Recommendations for appropriate use of HIV case reporting:
· In resource-poor countries where access to HIV testing and effective treatment are limited and where there is insufficient infrastructure to maintain confidentiality, avoid case-based reporting of HIV and employ sentinel surveillance within the framework of second generation HIV surveillance.
· Where there is wide access to, and use of HIV tests, established surveillance systems for communicable diseases, security and confidentiality of data, and access to anti-retroviral treatment, consider the use of HIV case reporting to provide information to monitor HIV incidence and prevalence, and to increase access to treatment, patient compliance, and long-term follow-up.
· Ensure that the surveillance methodology employed does not interfere with prevention or care activities, for example, by allowing breaches in confidentiality that would make people afraid to take advantage of voluntary counselling and HIV testing services.
· Ensure confidentiality and security of information through the development of policy; infrastructure (e.g. data-storage and transmission systems that ensure the physical security of data; electronic security of computer files); increased capacity of health professionals to receive, report, and use data; and legislation that protects against breaches of confidentiality.
· Increase public confidence in surveillance and protect the right to privacy through the enactment of regulations, policies and laws that preclude the non-public health use of the data.

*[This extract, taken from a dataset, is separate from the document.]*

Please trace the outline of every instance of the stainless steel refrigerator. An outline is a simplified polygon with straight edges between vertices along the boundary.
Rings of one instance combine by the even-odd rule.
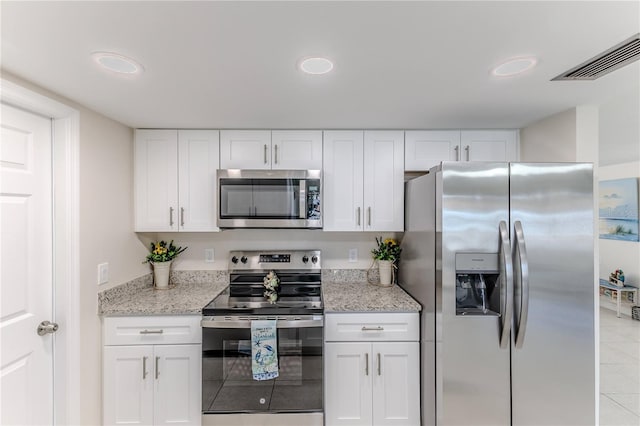
[[[592,165],[444,162],[405,202],[422,424],[594,425]]]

· Where named-based or coded reporting is employed, assess periodically the extent to which incomplete reporting, incomplete diagnosis, or duplication of cases is compromising the utility of the received data.
· In the use of sentinel surveillance that is unlinked, ensure that personal identifiers are removed from blood specimens in a way that does not permit re-linkage.
· Strengthen the means and frequency by which the results of surveillance are disseminated in ways that open up the epidemic; reinforce prevention and care programmes; reduce fear, stigma and denial; and avoid the further stigmatisation of certain groups of people, e.g. migrants, refugees, sex workers, men having sex with men.